Amtrak Performance Profile

The Amtrak Performance Profile is a comprehensive data-driven project which aims to collect, parse, save, and display real-time and historical performance data of Amtrak trains across its vast network. This project leverages Amtrak’s Realtime datafeed and GTFS (General Transit Feed Specification) Static data, to provide insights into train punctuality, route efficiency, and overall service quality. A PostgreSQL database is used to store and manage collected data, visualized through an Angular website.

The project is published here: amtrak.nathanskelton.me

Why

I created this project with the aim of developing a tool to discover insights into the performance of Amtrak’s trains, empowering data-driven decisions that could improve service. It’s a lofty ambition for a project not sponsored, or even directed by Amtrak. But with that purpose in mind, this is what I made.

Realistically, this project enables passengers to access information about train performance, leading to better planning regarding Amtrak’s service. And, its a fun set of data to look at.

Features

Data Collection: The project has an automated data collection process that fetches real-time information from Amtrak’s Realtime API, which provides updates on train position, speed, and other relevant metrics. Additionally, the system periodically updates its database with GTFS Static data, including schedules and route definition information.
Data Parsing and Storage: Collected data is parsed, cleaned, and stored in a PostgreSQL database. Real-time data is continually added, developing a historical dataset for analysis and reporting.
Interactive Dashboard: Users access a mobile-friendly, web-based dashboard to explore train performance metrics visually.
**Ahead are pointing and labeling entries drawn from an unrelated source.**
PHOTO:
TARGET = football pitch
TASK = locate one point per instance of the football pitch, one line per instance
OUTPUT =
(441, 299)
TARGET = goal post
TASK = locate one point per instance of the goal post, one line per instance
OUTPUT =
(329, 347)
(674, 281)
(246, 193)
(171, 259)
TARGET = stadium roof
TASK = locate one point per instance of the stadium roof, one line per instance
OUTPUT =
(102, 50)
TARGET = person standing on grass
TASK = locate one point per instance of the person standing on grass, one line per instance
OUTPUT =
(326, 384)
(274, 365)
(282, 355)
The dashboard features interactive graphs, charts, and maps that allow users to filter and compare data by station, route, and time period.

Implementation

There are two regular processes for this project.

The first is the data collection process. On a regular basis, GTFS realtime data is queried for new information on active trains. This data is appended to existing trains, creating nesessary rows for any station updates and position updates. New trains are identified and created as necessary. Any unrecognized stations or train routes in this process will trigger a referesh of the locally stored static information from the GTFS static source. Otherwise, static information is refereshed upon any restart of the collection process.
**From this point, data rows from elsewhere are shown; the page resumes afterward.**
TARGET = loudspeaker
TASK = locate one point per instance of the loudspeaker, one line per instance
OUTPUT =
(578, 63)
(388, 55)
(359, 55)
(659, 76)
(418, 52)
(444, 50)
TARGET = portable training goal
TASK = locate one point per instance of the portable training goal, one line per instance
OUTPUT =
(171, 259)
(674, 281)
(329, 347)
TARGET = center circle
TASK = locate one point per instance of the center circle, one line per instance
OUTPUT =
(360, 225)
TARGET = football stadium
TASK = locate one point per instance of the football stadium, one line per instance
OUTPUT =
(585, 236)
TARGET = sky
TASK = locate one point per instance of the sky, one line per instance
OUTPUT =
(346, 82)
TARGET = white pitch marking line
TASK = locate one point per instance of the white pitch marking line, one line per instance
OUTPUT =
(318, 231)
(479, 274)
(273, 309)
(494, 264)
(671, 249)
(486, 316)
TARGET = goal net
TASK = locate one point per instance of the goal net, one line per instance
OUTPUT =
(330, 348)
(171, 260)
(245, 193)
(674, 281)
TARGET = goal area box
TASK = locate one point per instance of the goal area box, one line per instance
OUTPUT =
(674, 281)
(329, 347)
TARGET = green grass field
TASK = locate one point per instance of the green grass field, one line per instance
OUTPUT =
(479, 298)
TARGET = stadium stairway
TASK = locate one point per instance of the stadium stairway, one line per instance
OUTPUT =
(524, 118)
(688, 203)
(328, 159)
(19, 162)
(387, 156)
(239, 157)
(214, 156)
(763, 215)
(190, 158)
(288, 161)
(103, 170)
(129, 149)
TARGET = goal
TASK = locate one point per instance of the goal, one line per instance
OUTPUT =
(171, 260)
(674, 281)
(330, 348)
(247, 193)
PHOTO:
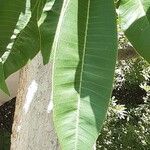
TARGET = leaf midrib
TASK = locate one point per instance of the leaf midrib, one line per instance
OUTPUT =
(81, 76)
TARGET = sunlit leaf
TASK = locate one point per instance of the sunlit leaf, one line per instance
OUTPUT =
(135, 21)
(85, 48)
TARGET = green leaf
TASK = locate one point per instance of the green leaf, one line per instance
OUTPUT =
(28, 42)
(3, 85)
(85, 48)
(48, 29)
(9, 15)
(135, 21)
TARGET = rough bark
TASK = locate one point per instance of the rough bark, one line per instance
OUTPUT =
(12, 83)
(33, 124)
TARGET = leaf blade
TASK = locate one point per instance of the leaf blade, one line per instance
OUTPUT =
(76, 106)
(135, 21)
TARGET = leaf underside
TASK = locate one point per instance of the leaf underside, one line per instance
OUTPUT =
(135, 21)
(84, 48)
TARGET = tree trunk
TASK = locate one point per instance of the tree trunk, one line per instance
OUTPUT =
(33, 124)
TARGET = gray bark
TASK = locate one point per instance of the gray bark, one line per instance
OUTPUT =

The second process is one of static API response generation. Functionally, this process caches data for a fixed period for users. This runs perodically to commit new data to the hosted git repo, which triggeres a project rebuild through the hosting provider. The data observed on the website is static “cached” files. As a result, the UI can be hosted in “live” mode to debug and test against realtime data, while hosted for production without exposing an API to the world.

This project would not be possible without the GTFS specifications, and hosted data sources like asm.transitdocs.com. To those resources, I say thank you.

For the curious, the internal db is structured as so:

Future Ideas

The secondary “why” for this project was to build a potential platform for learning various data analysis and modeling techniques. Here are some ideas under consideration:

Performance Metrics: Provide performance metrics for each Amtrak station and route, including on-time performance percentages and average delay times.
Route Efficiency Analysis: Map train routes in speed segments and route timetable to calculate route efficiency. This could pinpoint bottlenecks where delays are frequent, and identify optimal track segments for speed improvement to improve trip times.
Historical Analysis: Collect a broader historical performance dataset to identify trends and seasonal variations in the Amtrak network.